Monday, 25 June 2007

the project so far...


I grew up believing that, unlike Sydney and Melbourne, Queensland was an ethnically homogenous and resolutely 'Anglo' place. I believed this even though I understood that my own surname was not an English one, and that many of my friends bore the names of non-English ancestors. There are things about Queensland that make it unlike anywhere else in Australia: its population patterns, its political past, and its strange history - a history of forgetting.

It was estimated in 1939 that around 10 000 Scandinavians emigrated to Australia in the 19th century as a consequence of the Queensland Free Immigration program and concerted efforts to encourage Northern European immigrants to the state (Lyng 1939).

S2Q / GOOD BLOOD is the title of an ongoing investigation of the background and consequences of this migration, with particular reference to my own family heritage.

Northern European migrants (from Scandinavia but also Germany) arrived mostly through the port of Maryborough in the Wide Bay region of Queensland, having left Europe through Hamburg.
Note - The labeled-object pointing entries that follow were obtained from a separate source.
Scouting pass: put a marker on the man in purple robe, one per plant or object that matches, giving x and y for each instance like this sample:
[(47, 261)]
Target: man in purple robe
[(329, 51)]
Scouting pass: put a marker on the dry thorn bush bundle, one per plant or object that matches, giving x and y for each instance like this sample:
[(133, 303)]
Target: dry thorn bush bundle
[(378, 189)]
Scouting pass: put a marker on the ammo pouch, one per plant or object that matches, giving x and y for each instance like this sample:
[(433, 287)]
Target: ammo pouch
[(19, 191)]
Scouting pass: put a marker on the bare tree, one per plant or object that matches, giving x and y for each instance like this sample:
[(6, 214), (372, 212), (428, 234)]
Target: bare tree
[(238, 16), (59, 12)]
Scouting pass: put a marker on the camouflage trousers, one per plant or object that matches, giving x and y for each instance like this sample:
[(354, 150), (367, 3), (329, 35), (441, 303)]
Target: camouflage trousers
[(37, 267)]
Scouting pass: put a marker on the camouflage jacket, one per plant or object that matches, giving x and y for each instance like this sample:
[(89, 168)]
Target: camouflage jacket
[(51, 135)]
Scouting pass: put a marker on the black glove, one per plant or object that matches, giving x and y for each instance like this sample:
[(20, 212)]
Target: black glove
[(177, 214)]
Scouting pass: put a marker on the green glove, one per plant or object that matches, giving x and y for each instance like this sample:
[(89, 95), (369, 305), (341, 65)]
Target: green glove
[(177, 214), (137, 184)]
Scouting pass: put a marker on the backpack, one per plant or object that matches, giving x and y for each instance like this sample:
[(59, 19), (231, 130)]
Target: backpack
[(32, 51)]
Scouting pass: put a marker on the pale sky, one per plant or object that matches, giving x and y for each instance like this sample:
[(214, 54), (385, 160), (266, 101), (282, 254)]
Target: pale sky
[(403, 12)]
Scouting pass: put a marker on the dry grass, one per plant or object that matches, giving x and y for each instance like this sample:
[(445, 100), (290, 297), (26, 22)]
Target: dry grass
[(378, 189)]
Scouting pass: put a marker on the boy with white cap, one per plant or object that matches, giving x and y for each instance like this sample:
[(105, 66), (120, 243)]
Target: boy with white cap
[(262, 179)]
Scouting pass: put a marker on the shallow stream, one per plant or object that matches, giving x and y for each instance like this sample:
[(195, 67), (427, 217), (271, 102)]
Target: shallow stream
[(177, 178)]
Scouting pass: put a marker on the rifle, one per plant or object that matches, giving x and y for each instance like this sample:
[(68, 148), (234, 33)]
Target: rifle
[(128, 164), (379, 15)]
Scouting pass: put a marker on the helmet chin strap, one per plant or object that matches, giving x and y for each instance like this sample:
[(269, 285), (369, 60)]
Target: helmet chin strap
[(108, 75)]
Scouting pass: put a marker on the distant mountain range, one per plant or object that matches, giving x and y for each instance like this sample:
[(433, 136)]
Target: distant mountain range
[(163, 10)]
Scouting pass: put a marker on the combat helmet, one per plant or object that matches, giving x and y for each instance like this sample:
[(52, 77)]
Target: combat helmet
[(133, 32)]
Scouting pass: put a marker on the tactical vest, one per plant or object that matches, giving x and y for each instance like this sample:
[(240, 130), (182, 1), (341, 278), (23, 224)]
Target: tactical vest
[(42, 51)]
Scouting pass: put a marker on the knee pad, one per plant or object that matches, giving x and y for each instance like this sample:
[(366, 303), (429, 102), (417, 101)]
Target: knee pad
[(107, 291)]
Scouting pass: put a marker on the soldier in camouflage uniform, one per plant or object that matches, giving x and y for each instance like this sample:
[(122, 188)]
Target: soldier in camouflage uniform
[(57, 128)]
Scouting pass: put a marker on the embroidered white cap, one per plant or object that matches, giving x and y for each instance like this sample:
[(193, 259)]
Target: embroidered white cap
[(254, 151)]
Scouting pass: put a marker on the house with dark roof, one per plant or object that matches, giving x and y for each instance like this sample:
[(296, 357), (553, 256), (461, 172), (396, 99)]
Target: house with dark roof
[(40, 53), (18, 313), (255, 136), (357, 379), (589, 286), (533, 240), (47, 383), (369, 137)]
The exploitation of these migrants by unscrupulous agents was of particular interest to their home nations, who often set up emigration registers to ensure the validity of migration offers.

It is understood that one of the main motivations for encouraging Scandinavian migration to Australia was as a corrective to ‘excessively’ Catholic and urban population patterns. Swedes, Finns, Norwegians and Danes were actively recruited for the cultivation of farms and rural centres. It is my opinion that this pattern of rural migration had significant long-term effects on the nature of Queensland’s subsequent development.

This project is a process of data logging and visual interpretation, where manifestations and effects are mapped, utilising material from the migration databases of Norway, Sweden and Denmark, Queensland and Australian archives and the personal collections of descendents of Scandinavian migrants.

I'm seeking to visually represent the diverse, and often problematic, cultural heritage of the state of Queensland for both a local and wider audience.

Reference
Lyng, J. (1939). The Scandinavians in Australia, New Zealand and the Western Pacific. Melbourne, Melbourne University Press.